Queda de 5,9% no mercado cativo tem influência direta da migração de consumidores para o mercado livre de energia que registra alta de 7,9% no período

Flickr Creative Commons

Conforme os dados preliminares de medição coletados entre os dias 1º e 8 de agosto, as quedas estão em 2,1% no consumo e de 1,3% na geração de energia elétrica no país, na comparação com o mesmo período do ano passado. As informações constam na mais recente edição do boletim InfoMercado Semanal Dinâmico, da Câmara de Comercialização de Energia Elétrica – CCEE, que traz dados prévios de geração e consumo de energia, além da posição contratual líquida atual dos consumidores livres e especiais.
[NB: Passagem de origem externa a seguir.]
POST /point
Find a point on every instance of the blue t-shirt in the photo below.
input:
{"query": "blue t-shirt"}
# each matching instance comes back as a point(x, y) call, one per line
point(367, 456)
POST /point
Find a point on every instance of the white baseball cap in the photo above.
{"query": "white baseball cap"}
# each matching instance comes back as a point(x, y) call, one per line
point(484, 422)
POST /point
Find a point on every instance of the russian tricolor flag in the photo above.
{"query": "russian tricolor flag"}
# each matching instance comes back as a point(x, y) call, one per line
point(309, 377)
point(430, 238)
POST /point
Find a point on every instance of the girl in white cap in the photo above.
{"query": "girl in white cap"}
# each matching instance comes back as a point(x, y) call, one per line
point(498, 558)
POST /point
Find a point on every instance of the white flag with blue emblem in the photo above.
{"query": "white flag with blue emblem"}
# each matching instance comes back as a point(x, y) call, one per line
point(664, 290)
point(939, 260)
Nos primeiros oito dias de agosto, o consumo foi de 57.707 MW médios no Sistema Interligado Nacional – SIN, queda de 2,1% frente ao volume de energia consumido nos mesmos dias de 2016. Houve queda de 5,9% no Ambiente de Contratação Regulado – ACR (cativo), no qual os consumidores são atendidos pelas distribuidoras, índice que leva em conta a migração de consumidores para o mercado livre (ACL). Excluindo esse impacto, o ACR ainda registraria retração, mas de 0,7%.

No Ambiente de Contratação Livre – ACL, no qual as empresas compram energia diretamente dos fornecedores, foi registrado aumento de 7,9% no consumo, número que inclui os novos consumidores vindos do mercado cativo (ACR). Caso a migração não fosse considerada, haveria queda de 5,6% no consumo.

Dentre os ramos da indústria avaliados pela CCEE, incluindo dados de autoprodutores, varejistas, consumidores livres e especiais, os maiores índices de retração no consumo de energia no período, excluindo a migração, pertencem aos segmentos de bebidas (-16,5%), minerais não metálicos (-9,7%) e metalurgia e produtos de metal (-7,4%).

A análise da geração de energia no Sistema, na primeira semana de agosto, também aponta queda na produção das usinas com 60.249 MW médios entregues, montante de energia 1,3% inferior ao gerado em 2016, impacto causado principalmente pela queda de 14,1% na geração das usinas hidráulicas, incluindo as Pequenas Centrais Hidrelétricas. Por outro lado, o desempenho das usinas eólicas (+14,8%) e térmicas (+31,7%) foi positivo no período analisado.

O InfoMercado Dinâmico também apresenta estimativa de que as usinas hidrelétricas integrantes do Mecanismo de Realocação de Energia – MRE gerem, em agosto, o equivalente a 61,74% de suas garantias físicas, ou 36.839 MW médios em energia elétrica. Para fins de repactuação do risco hidrológico, o percentual foi de 67,2%.